Помню, как мы с моим другом Юрием Давыдовым, замечательным историческим прозаиком, вышли из театра на Малой Бронной после эфросовского спектакля «Три сестры», и он вдруг взволнованно заговорил о том, о чем мне - да, по-моему, и ему тоже - почему-то прежде не думалось. О возможной судьбе героев спектакля и пьесы, которых - Боже мой, через вполне обозримый срок! - ожидал октябрьский переворот и уничтожение как класса.
Мой друг начал фантазировать, могла ли, допустим, Ирина Прозорова вступить в партию эсеров и, ежели б дожила, в котором из сталинских лагерей с нею мог встретиться сам Юра, - ну, а касательно судьбы золотопогонника Вершинина, тут не надобно было и фантазии.

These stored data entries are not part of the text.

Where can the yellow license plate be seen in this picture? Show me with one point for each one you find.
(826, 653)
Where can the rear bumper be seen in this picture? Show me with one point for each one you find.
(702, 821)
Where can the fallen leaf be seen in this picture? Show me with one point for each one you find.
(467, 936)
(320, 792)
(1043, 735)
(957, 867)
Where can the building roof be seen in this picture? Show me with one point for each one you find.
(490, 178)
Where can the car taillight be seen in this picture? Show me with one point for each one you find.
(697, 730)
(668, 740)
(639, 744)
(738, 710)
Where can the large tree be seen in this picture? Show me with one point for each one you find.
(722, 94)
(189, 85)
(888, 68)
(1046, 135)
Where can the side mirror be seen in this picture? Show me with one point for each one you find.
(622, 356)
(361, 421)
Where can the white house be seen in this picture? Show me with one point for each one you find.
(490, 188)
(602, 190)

Лишь одного героя, самого милого и нелепого, чересчур некрасивого для того, чтобы быть заправским военным, очень русского интеллигента с тройной немецкой фамилией Тузенбах-Кроне-Альтшауэр, Антон Павлович пожалел. Спас от несчастливой супружеской жизни с нелюбящей женщиной, от тоски и, может, алкоголизма на кирпичном заводе (символ нелепости, увенчивающий судьбу барона); уберег от неизбежного будущего, подарив ему пулю Соленого. Как пожалел и спас от опускания и ожирения милого стихотворца Ленского Пушкин.
Символично (это слово не зря повторяется в разговоре о Чехове), что смерть Тузенбаха почти совпала с концом интеллигенции вообще. А если учесть размытость исторических рубежей, то «почти» можно и опустить.

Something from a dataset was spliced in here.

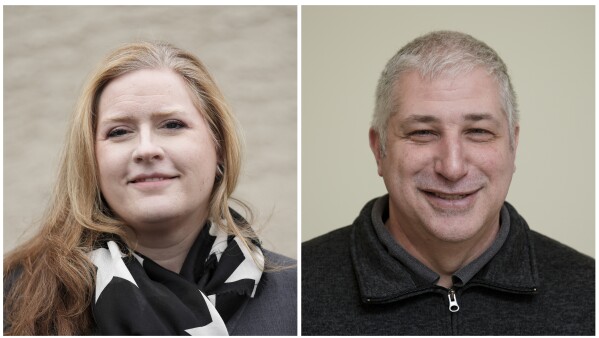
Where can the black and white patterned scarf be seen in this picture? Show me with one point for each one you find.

…В бунинской книге о Чехове есть и такая запись;
«- Вот умрет Толстой, все к черту пойдет! - повторял он не раз.
- Литература?
- И литература».
А потом - уже о самом Чехове:
«Он умер не вовремя. Будь жив он, может быть, все-таки не дошла бы русская литература до такой пошлости, до такого падения, до изломавшихся прозаиков, до косноязычных стихотворцев, кричавших на весь кабак о собственной гениальности…»
Возможно, и не дошла бы - хотя сомнительно. (Правда, учтем, что косноязычные стихотворцы для Ивана Алексеевича - не только какой-нибудь Василиск Гнедов, но и Блок, не говоря уж о Хлебникове.) И, как ни кощунственно это прозвучит, умер Чехов все-таки вовремя; у гениев вообще все получается как-то складно, и сама смерть оказывается не случайностью, но «сильнейшим структурным элементом», который «подчиняет себе все течение жизни». Я цитирую Н. Я. Мандельштам, заслужившую, чтобы эти ее слова мы восприняли как непреложность, как свидетельство очевидицы и соучастницы судьбы гениального поэта.
Уходя, Чехов притворил за собою дверь, обозначив конец эпохи и предсказав неизбежно близкий финал… Класса? Группы? Прослойки? Да как ни назови, а - финал, после которого и живем, приняв в наследство (кто согласен и кто способен принять) полуобъяснимое свойство - интеллигентность.